[Marxism] Letter from Iran
Louis Proyect
lnp3 at panix.com
Thu May 1 13:03:36 MDT 2008
The Nation.
Letter From Iran
By Robert Dreyfuss
This article appeared in the May 19, 2008 edition of The Nation.
May 1, 2008
Across the street from the sprawling shrine to Fatima al-Masumeh, the
revered sister of Imam Reza, the eighth Shiite imam, a group of campaign
workers on a rooftop are busy unfurling wall-sized election posters for
a conservative candidate in Iran's March parliamentary election. We're
in downtown Qom, a city of 1 million about 100 miles southwest of
Tehran. Qom is Iran's religious capital, the wellspring for a host of
fundamentalist clerics who've ruled Iran since 1979, and it is an eerie
place.
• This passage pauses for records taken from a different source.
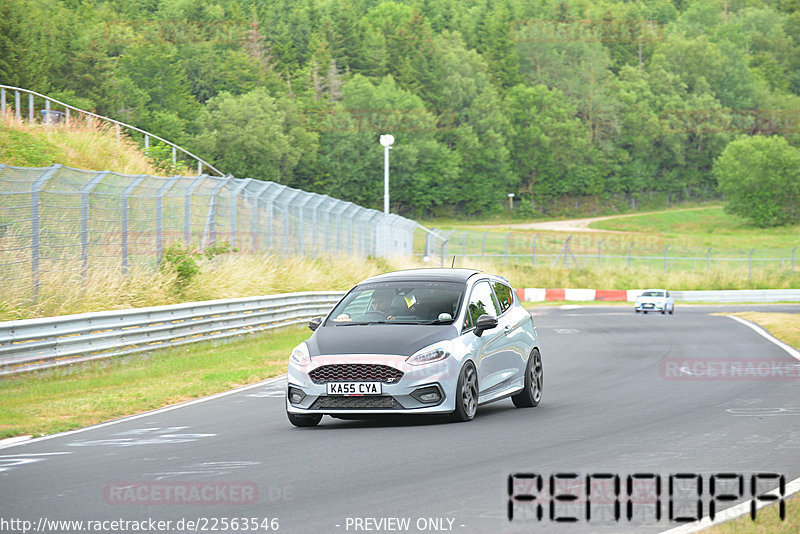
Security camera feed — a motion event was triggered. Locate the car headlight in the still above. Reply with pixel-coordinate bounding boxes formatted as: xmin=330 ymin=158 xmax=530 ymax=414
xmin=289 ymin=342 xmax=311 ymax=367
xmin=406 ymin=341 xmax=453 ymax=365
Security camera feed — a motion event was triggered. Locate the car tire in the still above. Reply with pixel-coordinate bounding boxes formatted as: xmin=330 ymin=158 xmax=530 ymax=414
xmin=511 ymin=349 xmax=544 ymax=408
xmin=452 ymin=362 xmax=478 ymax=422
xmin=286 ymin=412 xmax=322 ymax=427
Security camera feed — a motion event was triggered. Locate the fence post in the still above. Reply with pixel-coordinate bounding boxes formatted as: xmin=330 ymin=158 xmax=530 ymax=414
xmin=183 ymin=175 xmax=206 ymax=247
xmin=81 ymin=171 xmax=110 ymax=278
xmin=267 ymin=199 xmax=275 ymax=250
xmin=564 ymin=236 xmax=572 ymax=267
xmin=283 ymin=205 xmax=289 ymax=256
xmin=31 ymin=163 xmax=61 ymax=302
xmin=252 ymin=184 xmax=272 ymax=254
xmin=122 ymin=174 xmax=145 ymax=274
xmin=231 ymin=178 xmax=253 ymax=248
xmin=200 ymin=174 xmax=233 ymax=249
xmin=156 ymin=176 xmax=180 ymax=263
xmin=297 ymin=197 xmax=313 ymax=254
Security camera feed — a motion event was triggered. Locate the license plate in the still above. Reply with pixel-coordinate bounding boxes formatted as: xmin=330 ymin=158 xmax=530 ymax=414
xmin=328 ymin=382 xmax=381 ymax=395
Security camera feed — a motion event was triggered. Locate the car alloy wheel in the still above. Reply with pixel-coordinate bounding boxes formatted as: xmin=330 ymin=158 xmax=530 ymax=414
xmin=453 ymin=363 xmax=478 ymax=421
xmin=511 ymin=349 xmax=544 ymax=408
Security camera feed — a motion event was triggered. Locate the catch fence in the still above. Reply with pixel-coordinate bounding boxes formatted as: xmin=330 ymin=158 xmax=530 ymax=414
xmin=0 ymin=165 xmax=417 ymax=296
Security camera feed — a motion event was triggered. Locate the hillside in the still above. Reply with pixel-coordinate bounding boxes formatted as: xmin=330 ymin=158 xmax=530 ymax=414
xmin=0 ymin=118 xmax=190 ymax=176
xmin=0 ymin=0 xmax=800 ymax=220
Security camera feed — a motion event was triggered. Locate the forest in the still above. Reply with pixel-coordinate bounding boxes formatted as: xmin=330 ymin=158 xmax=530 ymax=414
xmin=0 ymin=0 xmax=800 ymax=225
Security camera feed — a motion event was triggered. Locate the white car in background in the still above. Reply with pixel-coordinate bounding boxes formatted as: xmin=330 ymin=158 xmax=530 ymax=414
xmin=633 ymin=289 xmax=675 ymax=315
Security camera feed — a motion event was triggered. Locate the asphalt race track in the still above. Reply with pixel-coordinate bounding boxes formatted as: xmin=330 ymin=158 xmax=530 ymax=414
xmin=0 ymin=305 xmax=800 ymax=533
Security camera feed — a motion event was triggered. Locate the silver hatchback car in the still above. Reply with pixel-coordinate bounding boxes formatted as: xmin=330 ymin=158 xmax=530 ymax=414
xmin=633 ymin=289 xmax=675 ymax=315
xmin=286 ymin=269 xmax=543 ymax=426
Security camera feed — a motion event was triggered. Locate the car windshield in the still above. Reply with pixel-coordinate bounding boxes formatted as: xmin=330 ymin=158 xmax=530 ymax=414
xmin=325 ymin=281 xmax=464 ymax=326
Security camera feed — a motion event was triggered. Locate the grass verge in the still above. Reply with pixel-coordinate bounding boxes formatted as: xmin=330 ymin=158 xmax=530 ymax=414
xmin=701 ymin=494 xmax=800 ymax=534
xmin=0 ymin=115 xmax=194 ymax=176
xmin=0 ymin=326 xmax=309 ymax=438
xmin=724 ymin=312 xmax=800 ymax=350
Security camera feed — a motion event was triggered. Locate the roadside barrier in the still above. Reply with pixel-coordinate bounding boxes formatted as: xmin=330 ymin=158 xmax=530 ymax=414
xmin=0 ymin=291 xmax=344 ymax=376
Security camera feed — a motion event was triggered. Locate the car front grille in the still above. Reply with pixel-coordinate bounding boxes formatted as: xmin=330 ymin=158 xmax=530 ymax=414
xmin=310 ymin=395 xmax=403 ymax=410
xmin=308 ymin=363 xmax=403 ymax=384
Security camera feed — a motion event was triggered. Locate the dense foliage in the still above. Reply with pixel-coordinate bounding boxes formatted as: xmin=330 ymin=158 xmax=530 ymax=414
xmin=0 ymin=0 xmax=800 ymax=220
xmin=714 ymin=136 xmax=800 ymax=226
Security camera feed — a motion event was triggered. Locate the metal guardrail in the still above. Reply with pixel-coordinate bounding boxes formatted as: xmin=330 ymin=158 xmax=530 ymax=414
xmin=0 ymin=85 xmax=223 ymax=176
xmin=0 ymin=291 xmax=344 ymax=376
xmin=670 ymin=289 xmax=800 ymax=303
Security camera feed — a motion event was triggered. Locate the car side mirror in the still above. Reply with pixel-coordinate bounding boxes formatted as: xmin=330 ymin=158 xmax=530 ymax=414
xmin=475 ymin=315 xmax=497 ymax=337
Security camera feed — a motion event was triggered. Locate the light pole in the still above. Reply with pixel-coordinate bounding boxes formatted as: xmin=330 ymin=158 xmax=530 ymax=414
xmin=381 ymin=134 xmax=394 ymax=215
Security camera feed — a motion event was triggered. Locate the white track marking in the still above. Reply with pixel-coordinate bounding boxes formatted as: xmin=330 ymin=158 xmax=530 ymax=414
xmin=0 ymin=375 xmax=286 ymax=449
xmin=661 ymin=315 xmax=800 ymax=534
xmin=725 ymin=315 xmax=800 ymax=360
xmin=661 ymin=478 xmax=800 ymax=534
Unlike some other cities in Iran, where urban professionals,
merchants and the middle class try to push back against onerous
restrictions on freedom of expression and women's dress, there's little
evidence of that in Qom. Women are cloaked head to toe in black
garments, and turbaned mullahs on motorbikes are a common sight.
Under a brilliant blue sky, mourners are lining up to enter the shrine
and pay their respects to Fatima, whose remains are entombed inside an
Oz-like green-mirrored vault. Among the mourners, in formation behind a
green banner, are a phalanx of grim-faced, muscled militiamen, members
of the Basij corps, wearing black T-shirts and black headbands. The
Basij is an estimated million-strong volunteer paramilitary force that
serves as an adjunct to the Islamic Revolutionary Guard Corps, and in
2005 the Basijis voted en bloc to help elect hard-line Mahmoud
Ahmadinejad president.
I'm standing in the inner courtyard of the shrine, a vast public space
surrounded by vaulted enclaves, towering minarets and spectacular
entrance halls bedecked in blue, green and gold tiles. With me is
Muhammad Legenhausen, 55, a New York-born, ex-Catholic professor of
philosophy who converted to Shiism, changed his name from Gary and moved
to Iran in the 1980s. Legenhausen tells me he teaches philosophy at four
universities and institutions in Qom. At the powerful Imam Khomeini
Education and Research Institute, he also serves as an aide to Ayatollah
M.T. Mesbah-Yazdi, who is widely seen as the chief backer of President
Ahmadinejad and who has even been mentioned as a possible successor to
Ayatollah Ali Khamenei as Iran's next Supreme Leader.
It's true, says Legenhausen, that Mesbah-Yazdi was the power behind
Ahmadinejad's 2005 candidacy. "He was concerned that the reformers had
opened things up too far," Legenhausen says, with an odd twinkle in his
eye, in his distinct New York-accented English. "On that, he agrees with
Ahmadinejad 100 percent." But how, I ask, can you work for someone who
supports a conference to deny the Jewish Holocaust? "Oh, that!" he says.
"When we heard about that, Mesbah-Yazdi and I just rolled our eyes. That
was all Ahmadinejad's doing. We said to each other, 'What can you do?'"
He shrugs, as if to imply that this was just Ahmadinejad being Ahmadinejad.